“Bare Witness: Photographs by Gordon Parks” a riveting exhibit of 73 black and white photographs of 20th Century American by iconoclastic photographer are on exhibit through June 28 at The Mary and Leigh Block Museum located on the Campus of Northwestern University in Evanston.
Parks (1912-2006), who worked for more than two decades as a photographer for Life Magazine, is known for capturing urban poverty, racism and social change through the lens of his camera. The subjects of his portraits as he chronicled the African-American experience, include cultural icons Malcolm X, Muhammad Ali and Langston Hughes. He also did fashion photography with work appearing in magazines such as Vogue.

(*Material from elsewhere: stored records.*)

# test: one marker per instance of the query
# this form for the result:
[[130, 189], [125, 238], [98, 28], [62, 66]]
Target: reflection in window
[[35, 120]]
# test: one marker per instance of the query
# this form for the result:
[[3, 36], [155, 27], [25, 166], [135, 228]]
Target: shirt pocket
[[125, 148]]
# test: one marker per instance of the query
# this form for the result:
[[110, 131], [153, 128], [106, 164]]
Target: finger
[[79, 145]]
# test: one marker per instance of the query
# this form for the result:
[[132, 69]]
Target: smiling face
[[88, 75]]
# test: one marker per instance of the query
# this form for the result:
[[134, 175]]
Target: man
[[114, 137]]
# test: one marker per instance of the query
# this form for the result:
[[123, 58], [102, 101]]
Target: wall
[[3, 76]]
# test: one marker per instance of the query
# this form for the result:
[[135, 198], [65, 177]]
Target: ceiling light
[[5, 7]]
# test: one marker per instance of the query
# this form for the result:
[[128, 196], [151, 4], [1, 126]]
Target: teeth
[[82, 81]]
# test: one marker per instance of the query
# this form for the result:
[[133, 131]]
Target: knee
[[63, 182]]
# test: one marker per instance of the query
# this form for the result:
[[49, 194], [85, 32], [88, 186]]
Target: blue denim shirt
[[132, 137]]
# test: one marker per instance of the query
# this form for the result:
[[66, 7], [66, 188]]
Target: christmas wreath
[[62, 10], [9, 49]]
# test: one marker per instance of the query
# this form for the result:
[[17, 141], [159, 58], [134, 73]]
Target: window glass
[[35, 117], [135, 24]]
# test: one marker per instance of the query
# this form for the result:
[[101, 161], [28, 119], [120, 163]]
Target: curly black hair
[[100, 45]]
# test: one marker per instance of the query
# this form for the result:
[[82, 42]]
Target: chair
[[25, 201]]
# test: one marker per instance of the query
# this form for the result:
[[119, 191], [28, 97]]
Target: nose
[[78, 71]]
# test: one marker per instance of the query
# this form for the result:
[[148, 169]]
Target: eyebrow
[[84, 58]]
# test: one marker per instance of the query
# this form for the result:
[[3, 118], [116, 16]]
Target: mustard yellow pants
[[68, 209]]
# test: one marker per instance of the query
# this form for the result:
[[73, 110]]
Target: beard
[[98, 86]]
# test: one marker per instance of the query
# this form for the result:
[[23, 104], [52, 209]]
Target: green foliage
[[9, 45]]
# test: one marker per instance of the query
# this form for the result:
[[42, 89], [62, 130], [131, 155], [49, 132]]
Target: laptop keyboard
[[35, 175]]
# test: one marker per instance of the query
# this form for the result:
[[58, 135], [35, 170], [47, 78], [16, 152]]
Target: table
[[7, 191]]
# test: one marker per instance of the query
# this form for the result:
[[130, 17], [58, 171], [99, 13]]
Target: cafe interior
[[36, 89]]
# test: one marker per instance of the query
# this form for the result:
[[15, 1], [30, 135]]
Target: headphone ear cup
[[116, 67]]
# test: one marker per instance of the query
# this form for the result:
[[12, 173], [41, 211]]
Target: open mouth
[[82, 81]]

Parks’ mother died when he was a teenager, pushing him at an early age into a life of poverty. Though he lacked professional training, he attributed his successes to setting his mind on goals.
His interest in photography began when he was a waiter aboard the Pullman trains. The photos in magazines riders left behind fascinated Parks. “I saw that the camera could be a weapon against poverty, against racism, against all sorts of social wrongs,” he wrote in his 1979 memoir "To Smile in Autumn."
Parks chose the pieces, those he considered his best, in the exhibit, before his death. Self-taught and multi-talented, Parks was also a writer, composer and filmmaker. He directed the films “The Learning Tree” in 1969 as well as “Shaft in 1971.